Reputation: 440
I'm working on automating some query extraction using python and pyodbc, and then converting to parquet format, and send to AWS S3.
My script solution is working fine so far, but I have faced a problem. I have a Schema, let us call it SCHEMA_A, and inside of it several tables, TABLE_1, TABLE_2 .... TABLE_N.
All those tables inside that schema are accessible by using the same credentials.
So I'm using a script like this one to automate the task.
def get_stream(cursor, batch_size=100000):
while True:
row = cursor.fetchmany(batch_size)
if row is None or not row:
break
yield row
cnxn = pyodbc.connect(driver='pyodbc driver here',
host='host name',
database='schema name',
user='user name,
password='password')
print('Connection stabilished ...')
cursor = cnxn.cursor()
print('Initializing cursos ...')
if len(sys.argv) > 1:
table_name = sys.argv[1]
cursor.execute('SELECT * FROM {}'.format(table_name))
else:
exit()
print('Query fetched ...')
row_batch = get_stream(cursor)
print('Getting Iterator ...')
cols = cursor.description
cols = [col[0] for col in cols]
print('Initalizin batch data frame ..')
df = pd.DataFrame(columns=cols)
start_time = time.time()
for rows in row_batch:
tmp = pd.DataFrame.from_records(rows, columns=cols)

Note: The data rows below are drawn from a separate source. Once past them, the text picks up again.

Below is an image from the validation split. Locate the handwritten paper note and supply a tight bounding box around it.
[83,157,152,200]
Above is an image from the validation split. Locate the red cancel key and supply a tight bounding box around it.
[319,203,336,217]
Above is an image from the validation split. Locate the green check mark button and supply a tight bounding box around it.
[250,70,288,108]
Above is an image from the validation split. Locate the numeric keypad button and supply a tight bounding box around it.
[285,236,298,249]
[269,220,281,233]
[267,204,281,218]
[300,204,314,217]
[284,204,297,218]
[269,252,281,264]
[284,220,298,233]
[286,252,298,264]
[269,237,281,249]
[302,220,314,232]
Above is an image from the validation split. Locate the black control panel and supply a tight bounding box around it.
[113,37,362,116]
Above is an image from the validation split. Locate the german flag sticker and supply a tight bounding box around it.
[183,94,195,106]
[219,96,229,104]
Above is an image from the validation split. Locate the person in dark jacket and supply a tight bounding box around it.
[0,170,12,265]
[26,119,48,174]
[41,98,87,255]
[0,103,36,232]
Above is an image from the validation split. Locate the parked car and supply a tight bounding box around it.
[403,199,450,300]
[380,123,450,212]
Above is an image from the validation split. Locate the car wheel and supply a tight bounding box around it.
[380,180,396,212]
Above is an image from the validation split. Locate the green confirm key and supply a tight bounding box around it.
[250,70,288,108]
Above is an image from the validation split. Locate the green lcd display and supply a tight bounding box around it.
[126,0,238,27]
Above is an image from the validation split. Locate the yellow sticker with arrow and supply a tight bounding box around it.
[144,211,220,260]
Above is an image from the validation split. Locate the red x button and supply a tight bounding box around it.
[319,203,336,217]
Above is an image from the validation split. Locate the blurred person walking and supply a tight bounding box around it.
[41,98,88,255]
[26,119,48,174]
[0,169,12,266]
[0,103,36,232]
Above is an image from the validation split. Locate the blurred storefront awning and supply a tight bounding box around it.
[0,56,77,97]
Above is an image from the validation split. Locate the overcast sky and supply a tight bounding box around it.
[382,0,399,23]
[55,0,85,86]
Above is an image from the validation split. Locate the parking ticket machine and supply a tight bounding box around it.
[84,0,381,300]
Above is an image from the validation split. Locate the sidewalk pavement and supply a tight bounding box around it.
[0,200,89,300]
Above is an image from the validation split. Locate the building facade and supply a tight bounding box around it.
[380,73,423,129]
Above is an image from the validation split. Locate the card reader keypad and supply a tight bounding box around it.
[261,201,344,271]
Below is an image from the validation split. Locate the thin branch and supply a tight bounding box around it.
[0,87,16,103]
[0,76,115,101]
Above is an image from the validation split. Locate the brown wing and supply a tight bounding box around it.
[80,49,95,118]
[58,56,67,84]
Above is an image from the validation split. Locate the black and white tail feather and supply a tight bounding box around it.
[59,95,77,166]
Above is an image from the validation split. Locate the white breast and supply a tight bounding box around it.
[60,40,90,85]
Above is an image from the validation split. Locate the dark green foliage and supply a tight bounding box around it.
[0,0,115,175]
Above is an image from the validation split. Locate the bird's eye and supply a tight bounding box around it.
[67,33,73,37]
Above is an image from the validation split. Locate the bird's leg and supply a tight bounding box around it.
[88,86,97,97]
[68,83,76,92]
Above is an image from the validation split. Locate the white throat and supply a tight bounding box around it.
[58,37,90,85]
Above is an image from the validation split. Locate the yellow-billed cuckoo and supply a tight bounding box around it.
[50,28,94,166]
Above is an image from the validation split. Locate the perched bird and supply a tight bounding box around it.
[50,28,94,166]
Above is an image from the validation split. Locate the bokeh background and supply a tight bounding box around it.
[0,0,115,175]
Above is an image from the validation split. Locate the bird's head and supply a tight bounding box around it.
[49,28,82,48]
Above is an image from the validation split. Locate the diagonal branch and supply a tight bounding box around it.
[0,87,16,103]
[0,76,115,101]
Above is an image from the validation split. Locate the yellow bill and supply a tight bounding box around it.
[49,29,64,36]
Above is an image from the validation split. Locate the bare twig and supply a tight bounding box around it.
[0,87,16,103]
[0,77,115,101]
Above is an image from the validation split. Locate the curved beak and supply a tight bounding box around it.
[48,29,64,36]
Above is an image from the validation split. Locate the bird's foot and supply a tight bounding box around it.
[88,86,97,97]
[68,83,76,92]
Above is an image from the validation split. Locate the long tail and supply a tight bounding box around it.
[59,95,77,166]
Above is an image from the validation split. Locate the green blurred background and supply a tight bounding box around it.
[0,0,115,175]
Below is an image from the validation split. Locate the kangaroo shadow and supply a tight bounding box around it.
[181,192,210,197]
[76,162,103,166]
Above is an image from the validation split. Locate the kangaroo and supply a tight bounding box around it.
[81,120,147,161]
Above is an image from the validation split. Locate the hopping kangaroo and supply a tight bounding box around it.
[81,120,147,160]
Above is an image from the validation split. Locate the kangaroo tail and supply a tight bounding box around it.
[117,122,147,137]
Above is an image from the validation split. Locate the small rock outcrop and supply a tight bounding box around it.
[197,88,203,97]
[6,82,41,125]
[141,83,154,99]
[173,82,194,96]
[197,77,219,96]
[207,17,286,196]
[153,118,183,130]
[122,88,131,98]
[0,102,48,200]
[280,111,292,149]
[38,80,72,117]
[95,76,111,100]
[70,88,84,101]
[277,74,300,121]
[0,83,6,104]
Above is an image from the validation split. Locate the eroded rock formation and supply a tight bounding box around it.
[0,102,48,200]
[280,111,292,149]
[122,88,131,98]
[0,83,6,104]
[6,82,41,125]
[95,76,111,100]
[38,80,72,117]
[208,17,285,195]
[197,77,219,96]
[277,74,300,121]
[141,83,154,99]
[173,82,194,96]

df = df.append(tmp, ignore_index=True)
tmp = None
print("--- Batch inserted inn%s seconds ---" % (time.time() - start_time))
start_time = time.time()
I run a code similar to that inside Airflow tasks, and works just fine for all other tables. But then I have two tables, lets call TABLE_I and TABLE_II that yields the following error when I execute cursor.fetchmany(batch_size)
:
ERROR - ('ODBC SQL type -151 is not yet supported. column-index=16 type=-151', 'HY106')
Traceback (most recent call last):
File "/home/ubuntu/.local/lib/python3.8/site-packages/airflow/models/taskinstance.py", line 1112, in _run_raw_task
self._prepare_and_execute_task_with_callbacks(context, task)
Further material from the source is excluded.